Lerman served as chairman of the United States Holocaust Memorial Museum's governing board from the time of its opening on April 22, 1993, until he left the museum in 2000. Additionally, Lerman helped to found the museum's Committee on Conscience, which works to draw attention to contemporary genocide issues, such as the current Darfur crisis.

Lerman, who spoke several languages, returned to his native Poland following his departure from the museum in 2000. There he campaigned for a proper memorial for his family members (both his parents perished in Belzec), as well as the other estimated 500,000 Jews who died at the Belzec extermination camp. The existing Communist era memorial, which stood in a former garbage dump, made no mention of Jewish Holocaust victims. Lerman raised approximately 5 million dollars to build a new memorial by teaming up with the Polish government and the American Jewish Committee.

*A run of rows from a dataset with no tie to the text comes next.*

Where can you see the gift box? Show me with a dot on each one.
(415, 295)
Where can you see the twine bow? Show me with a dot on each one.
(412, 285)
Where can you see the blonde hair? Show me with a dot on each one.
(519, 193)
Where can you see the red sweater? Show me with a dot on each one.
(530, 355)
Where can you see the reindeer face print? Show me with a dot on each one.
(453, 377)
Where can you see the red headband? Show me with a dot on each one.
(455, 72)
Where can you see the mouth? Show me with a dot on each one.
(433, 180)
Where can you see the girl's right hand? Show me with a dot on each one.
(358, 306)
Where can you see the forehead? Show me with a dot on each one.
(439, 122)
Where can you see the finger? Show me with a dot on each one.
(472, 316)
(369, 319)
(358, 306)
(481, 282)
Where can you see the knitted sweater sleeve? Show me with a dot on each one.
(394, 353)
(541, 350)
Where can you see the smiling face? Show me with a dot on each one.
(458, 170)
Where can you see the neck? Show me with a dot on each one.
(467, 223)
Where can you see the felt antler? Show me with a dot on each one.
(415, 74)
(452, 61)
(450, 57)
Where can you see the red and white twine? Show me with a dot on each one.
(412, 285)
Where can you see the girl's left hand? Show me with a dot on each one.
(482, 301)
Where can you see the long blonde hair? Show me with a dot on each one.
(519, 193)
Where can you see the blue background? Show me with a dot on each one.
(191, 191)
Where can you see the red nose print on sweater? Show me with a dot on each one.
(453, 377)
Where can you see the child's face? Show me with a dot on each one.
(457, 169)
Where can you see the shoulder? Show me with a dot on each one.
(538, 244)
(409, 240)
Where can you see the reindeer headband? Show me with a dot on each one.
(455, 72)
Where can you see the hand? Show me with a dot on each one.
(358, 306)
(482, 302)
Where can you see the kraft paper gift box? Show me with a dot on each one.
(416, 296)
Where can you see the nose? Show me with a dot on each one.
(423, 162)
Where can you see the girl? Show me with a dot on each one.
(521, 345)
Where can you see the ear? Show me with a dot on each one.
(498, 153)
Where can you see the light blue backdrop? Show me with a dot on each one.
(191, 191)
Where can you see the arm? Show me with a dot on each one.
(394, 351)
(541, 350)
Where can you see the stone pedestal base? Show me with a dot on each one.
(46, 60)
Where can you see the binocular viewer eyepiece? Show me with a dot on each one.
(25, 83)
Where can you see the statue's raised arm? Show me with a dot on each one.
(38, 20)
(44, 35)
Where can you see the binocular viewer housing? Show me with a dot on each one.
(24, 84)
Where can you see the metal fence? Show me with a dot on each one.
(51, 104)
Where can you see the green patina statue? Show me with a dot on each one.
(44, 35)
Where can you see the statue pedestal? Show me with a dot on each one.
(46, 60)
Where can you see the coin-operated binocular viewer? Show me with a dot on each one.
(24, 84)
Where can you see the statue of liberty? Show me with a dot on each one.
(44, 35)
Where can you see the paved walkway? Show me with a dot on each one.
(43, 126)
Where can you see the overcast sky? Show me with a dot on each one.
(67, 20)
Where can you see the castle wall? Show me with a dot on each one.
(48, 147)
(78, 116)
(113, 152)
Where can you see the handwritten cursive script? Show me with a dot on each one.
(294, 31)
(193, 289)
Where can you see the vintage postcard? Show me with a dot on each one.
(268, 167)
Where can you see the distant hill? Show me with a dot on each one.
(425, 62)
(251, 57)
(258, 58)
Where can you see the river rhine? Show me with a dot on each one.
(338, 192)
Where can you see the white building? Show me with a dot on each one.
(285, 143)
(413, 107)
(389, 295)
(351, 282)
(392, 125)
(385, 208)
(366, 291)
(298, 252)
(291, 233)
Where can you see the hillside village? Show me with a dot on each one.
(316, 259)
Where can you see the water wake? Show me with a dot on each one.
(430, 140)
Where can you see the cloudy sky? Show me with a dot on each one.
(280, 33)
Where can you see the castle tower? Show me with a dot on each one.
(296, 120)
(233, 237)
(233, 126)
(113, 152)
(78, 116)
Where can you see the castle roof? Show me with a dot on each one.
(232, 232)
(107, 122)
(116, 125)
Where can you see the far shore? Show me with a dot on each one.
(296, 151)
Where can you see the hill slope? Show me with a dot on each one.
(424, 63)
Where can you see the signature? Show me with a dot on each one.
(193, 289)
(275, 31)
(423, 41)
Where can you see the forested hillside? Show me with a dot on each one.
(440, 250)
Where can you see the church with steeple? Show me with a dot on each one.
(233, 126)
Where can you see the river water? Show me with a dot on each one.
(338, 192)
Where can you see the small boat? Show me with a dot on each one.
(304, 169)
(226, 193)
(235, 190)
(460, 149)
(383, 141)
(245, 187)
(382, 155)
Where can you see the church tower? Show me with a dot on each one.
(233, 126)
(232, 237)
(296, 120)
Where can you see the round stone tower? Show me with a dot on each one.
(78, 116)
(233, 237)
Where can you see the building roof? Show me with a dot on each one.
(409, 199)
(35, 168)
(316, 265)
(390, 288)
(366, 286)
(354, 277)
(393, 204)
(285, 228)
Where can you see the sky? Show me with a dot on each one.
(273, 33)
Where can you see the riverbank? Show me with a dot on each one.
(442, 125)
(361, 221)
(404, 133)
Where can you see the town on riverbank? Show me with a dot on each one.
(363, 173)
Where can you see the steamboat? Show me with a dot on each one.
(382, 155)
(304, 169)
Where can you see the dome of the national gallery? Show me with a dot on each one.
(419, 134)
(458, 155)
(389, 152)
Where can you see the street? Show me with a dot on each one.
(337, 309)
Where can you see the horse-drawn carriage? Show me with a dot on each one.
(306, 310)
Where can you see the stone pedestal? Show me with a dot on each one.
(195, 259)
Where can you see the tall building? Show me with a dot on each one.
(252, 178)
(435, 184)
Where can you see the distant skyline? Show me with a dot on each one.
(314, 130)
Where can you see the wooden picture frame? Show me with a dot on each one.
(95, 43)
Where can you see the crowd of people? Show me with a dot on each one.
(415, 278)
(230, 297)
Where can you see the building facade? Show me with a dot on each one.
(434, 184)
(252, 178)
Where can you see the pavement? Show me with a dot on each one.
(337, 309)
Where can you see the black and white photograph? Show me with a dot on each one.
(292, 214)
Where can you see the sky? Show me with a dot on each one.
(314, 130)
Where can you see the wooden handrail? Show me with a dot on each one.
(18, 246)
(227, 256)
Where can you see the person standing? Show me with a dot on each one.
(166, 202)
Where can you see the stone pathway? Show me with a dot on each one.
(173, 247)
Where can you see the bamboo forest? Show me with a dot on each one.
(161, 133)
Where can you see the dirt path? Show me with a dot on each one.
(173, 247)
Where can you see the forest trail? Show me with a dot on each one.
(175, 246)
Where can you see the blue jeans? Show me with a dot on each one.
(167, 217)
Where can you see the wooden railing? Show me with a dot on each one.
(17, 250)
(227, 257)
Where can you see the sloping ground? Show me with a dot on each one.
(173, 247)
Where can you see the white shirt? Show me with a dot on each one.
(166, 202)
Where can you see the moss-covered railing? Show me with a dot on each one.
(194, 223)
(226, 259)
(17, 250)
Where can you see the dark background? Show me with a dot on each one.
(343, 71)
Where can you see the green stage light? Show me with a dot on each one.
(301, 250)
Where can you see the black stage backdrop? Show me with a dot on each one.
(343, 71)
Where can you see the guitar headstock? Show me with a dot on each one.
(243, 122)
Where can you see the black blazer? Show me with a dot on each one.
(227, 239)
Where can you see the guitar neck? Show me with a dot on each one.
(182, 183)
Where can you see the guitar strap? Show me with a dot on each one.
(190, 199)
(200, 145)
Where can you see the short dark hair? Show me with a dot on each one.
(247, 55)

Miles Lerman spoke at the dedication of the new Belzec memorial, which was held on June 3, 2004, telling the story of 9 year old Deborah Katz, one of the death camp's estimated 500,000 to 600,000 victims.

==Death==
Miles Lerman died at his home in Philadelphia, Pennsylvania, on January 22, 2008, at the age of 88. He was buried in Alliance Cemetery in Vineland, New Jersey.

He was survived by his wife, Chris, whose real name is Krysia Rozalia Laks, his daughter, philanthropist Jeanette Lerman-Neubauer; his son David and his brother, Jona.